Keine Pflicht zur eigenständigen Vorführung: Was die Abschaffung des Status „eingeschränkt tauglich“ in der Ukraine bedeutet.

Keine Pflicht zur eigenständigen Vorführung: Was die Abschaffung des Status „eingeschränkt tauglich“ in der Ukraine bedeutet
Keine Pflicht zur eigenständigen Vorführung: Was die Abschaffung des Status „eingeschränkt tauglich“ in der Ukraine bedeutet

Ende des Sonderstatus: Was sich für Betroffene in der Ukraine ändert

Nach Angaben von Novyny.live: In der Ukraine wurde der Status „eingeschränkt tauglich“ für Wehrpflichtige abgeschafft. Betroffene müssen nun zwar erneut eine militärärztliche Kommission durchlaufen – jedoch nur auf Aufforderung. Eine eigenständige Vorsprache ist nicht erforderlich. Grundlage dafür sind kürzlich verabschiedete Gesetzesänderungen.

Bislang waren Personen mit diesem Status verpflichtet, innerhalb einer gesetzlich festgelegten Frist von sich aus zur Nachuntersuchung zu erscheinen. Wer dem nicht nachkam, riskierte die Fahndung. Diese administrative Fahndung wurde nun bis Juni 2026 ausgesetzt, was die Lage für die Betroffenen deutlich entschärft.

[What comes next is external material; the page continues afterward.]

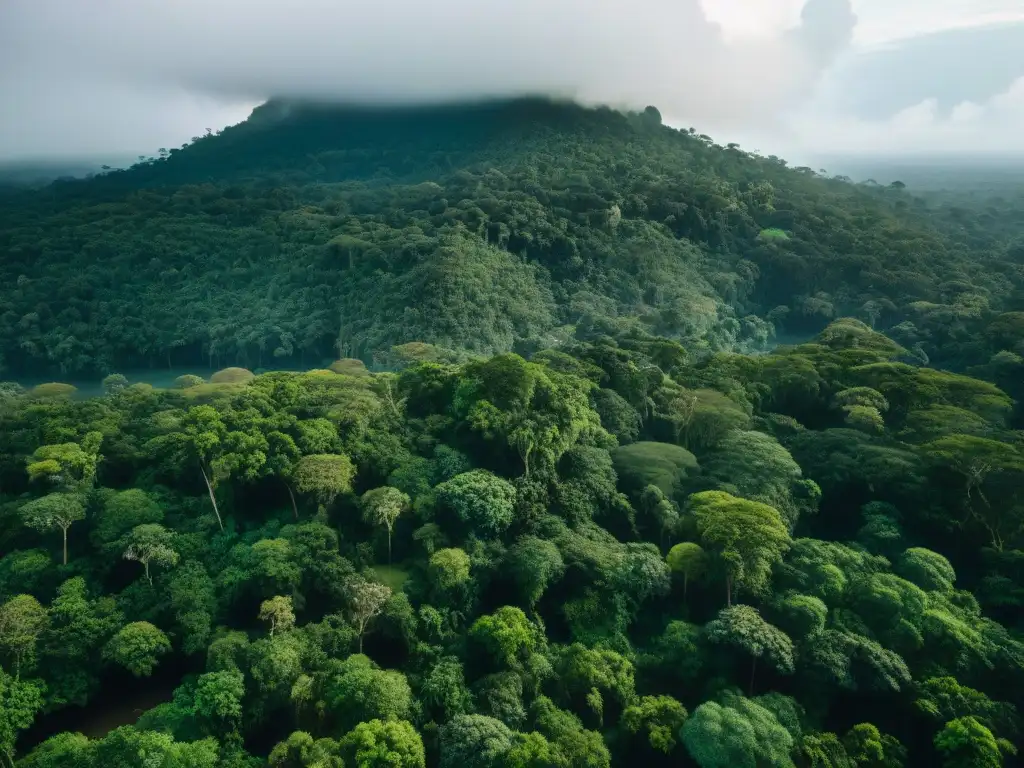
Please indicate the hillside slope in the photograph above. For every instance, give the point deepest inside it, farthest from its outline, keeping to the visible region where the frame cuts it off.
(311, 231)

Neue Regeln für die militärärztliche Untersuchung

Das ukrainische Parlament hatte bereits 2024 ein Gesetz zur Mobilisierung ehemaliger „eingeschränkt Tauglicher“ verabschiedet. Allerdings fehlt bislang die Unterschrift von Präsident Wolodymyr Selenskyj.

„Für genau dieses Vergehen wird es keine Sanktionen geben“, erklärte Jurij Ajwasjan mit Blick auf die aktuelle Situation.

Trotz der Statusaufhebung bleibt die Pflicht zur erneuten Untersuchung bestehen – jedoch nur, wenn die Betroffenen eine Vorladung oder Überweisung von den territorialen Rekrutierungszentren (TCC) erhalten.

„Sie sind nicht verpflichtet, aus eigenem Antrieb zu erscheinen. Wenn Sie jedoch eine Vorladung oder Überweisung vom TCC bekommen, müssen Sie die erneute militärärztliche Kommission durchlaufen“, betonte Ajwasjan.

Die Gesetzesnovelle verhindert somit administrative Sanktionen für Personen, die zuvor als „eingeschränkt tauglich“ eingestuft waren. Gleichzeitig bleibt die medizinische Nachuntersuchung bei Bedarf verpflichtend.

Diese Anpassungen könnten die Mobilisierungssituation in der Ukraine spürbar beeinflussen, da sie den bürokratischen Druck auf die betroffenen Bürger verringern. Dennoch sorgt die weiterhin bestehende Pflicht zur Kommission bei Vorladung für Verunsicherung. Vor dem Hintergrund des anhaltenden Krieges ist es wichtig, die weitere Entwicklung der Gesetzgebung und ihre Auswirkungen auf die Zivilgesellschaft im Auge zu behalten.